Agaknya Jiya harus negosiasi dengan Thanos. Ya, Negosiasi penyubliman dirinya sendiri.
"Aduh, Ya Allah tolong! Hamba malu!" keluh Jiya kemudian menunduk kencang hingga terantuk meja bangkunya. "Aduh."
"Tumben Malu?" Dewi menaikkan salah satu alisnya melihat Jiya yang duduk di sampingnya. Faisha mengangguk setuju. "Ho oh. Biasanya enggak ada malunya."
Setelah itu mereka malah melakukan tos kebahagiaan atas dasar berhasilnya hujatan double dari mereka. Jiya berdecih tidak suka. Ia melipat tangannya di atas meja dan bersandar di atasnya. "Giliran ngejek bestie aja kompak. Memang bestai kalian."

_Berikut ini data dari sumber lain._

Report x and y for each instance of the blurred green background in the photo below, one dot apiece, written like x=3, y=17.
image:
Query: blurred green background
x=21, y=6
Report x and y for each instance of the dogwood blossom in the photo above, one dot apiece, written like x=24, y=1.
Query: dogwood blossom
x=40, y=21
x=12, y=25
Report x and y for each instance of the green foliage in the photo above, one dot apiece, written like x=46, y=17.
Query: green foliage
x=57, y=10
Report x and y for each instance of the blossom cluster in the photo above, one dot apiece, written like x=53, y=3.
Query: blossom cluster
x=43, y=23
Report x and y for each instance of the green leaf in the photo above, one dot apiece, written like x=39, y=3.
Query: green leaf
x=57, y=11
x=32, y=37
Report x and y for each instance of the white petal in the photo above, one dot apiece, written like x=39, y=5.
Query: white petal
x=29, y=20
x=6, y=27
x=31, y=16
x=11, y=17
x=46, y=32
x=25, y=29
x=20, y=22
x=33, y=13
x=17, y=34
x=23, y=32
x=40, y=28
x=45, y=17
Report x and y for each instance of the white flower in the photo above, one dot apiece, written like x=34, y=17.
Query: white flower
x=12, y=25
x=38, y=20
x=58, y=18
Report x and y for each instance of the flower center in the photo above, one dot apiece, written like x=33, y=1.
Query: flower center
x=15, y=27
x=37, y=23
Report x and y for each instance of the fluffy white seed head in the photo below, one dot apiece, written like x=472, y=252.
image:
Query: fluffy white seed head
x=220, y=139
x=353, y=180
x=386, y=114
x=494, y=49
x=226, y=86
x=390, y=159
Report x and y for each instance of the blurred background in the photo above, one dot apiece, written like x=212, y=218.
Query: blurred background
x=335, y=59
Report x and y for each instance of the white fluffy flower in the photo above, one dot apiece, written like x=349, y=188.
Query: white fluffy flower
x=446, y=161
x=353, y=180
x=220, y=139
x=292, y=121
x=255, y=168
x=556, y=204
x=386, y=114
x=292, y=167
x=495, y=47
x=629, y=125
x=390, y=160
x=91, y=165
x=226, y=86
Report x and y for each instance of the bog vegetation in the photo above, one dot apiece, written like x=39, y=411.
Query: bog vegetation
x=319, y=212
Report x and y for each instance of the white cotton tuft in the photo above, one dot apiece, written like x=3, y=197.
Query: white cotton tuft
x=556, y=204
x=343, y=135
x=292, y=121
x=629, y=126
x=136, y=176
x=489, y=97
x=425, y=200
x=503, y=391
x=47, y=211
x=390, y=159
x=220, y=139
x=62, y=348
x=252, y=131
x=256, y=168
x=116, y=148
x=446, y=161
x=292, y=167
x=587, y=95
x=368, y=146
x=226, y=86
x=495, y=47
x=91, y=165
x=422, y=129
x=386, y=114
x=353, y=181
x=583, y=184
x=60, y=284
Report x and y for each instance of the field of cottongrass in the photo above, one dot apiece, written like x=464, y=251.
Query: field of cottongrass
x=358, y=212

"Memangnya kita bestie-an?" tanya Faisha secara tiba-tiba. Jiya duduk tegak karena terkejut dengan kening mengerut tidak percaya dan mulu menganga. Jiya dengan dramatis memalingkan wajahnya dan mengambil tasnya. "Oh gituh?! Jadi kalian bukan bestie akuh?!"
"WEH TUNGGU DULU!" Faisha dengan cepat meraih tangan Jiya untuk duduk kembali. "Mari kita bicarakan baik-baik."
"Kamu masih punya sesuatu yang ingin dikatakan?" tanya Jiya dengan kepala dimiringkan dan kening mengerut. Tangannya juga bersedekap dengan angkuh. Hingga membuat Faisha berdecak sebelum menghela. "Kita ini kan ...."
"Kita ini kan ...?" Jiya mengernyit merasa penasaran. Faisha menepuk pundak Jiya beberapa kali. "We're family."
"Right ... RIGHT SORRY I FORGOT!" Jiya menepuk keningnya pun menghela napas dengan kencang. Faisha menggeleng dengan senyum simpul. "No problem man. Next time, remember it properly."
"Yeah, right ... sorry." Jiya menghela napasnya lagi-lagi dengan dramatis. Sementara Dewi hanya bisa bersedekap melihat kedua temannya yang berakting tidak jelas. Kalau boleh, ia ingin menyublim juga.
Memang sahabat sejati, ketiganya sama-sama ingin menyublim dari dunia ini.
Jiya menarik dan menghembuskan napasnya dengan teratur ketika ia sampai di depan pintu perpustakaan. Dia tidak begitu siap menemui Anha. Anha mungkin sudah sampai di dalam. Atau mungkin juga belum sampai.
Jiya menggigit bibir dalamnya. Keningnya mengerut dalam. Cuma pasal begini saja ia sampai berdebar kencang. Jiya hanya kecewa, padahal dari pertama kali bertemu dengan Anha, ia mencoba keras untuk tidak menampakkan kegilaannya. Tapi dia sudah kacau semalam, sekarang waktunya menghadapi kenyataan.
"Loh, Ziya? Nggak masuk?"
Jiya menoleh cepat ke samping kiri saat mendengar suara yang begitu familiar di telinganya. Di sana Anha yang lebih tinggi 10 centi darinya tengah tersenyum ramah meski salah satu alisnya dinaikkan heran. Jiya dengan gelagapan menyingkir dari depan pintu perpustakaan. "Eh! H-halo, Anha."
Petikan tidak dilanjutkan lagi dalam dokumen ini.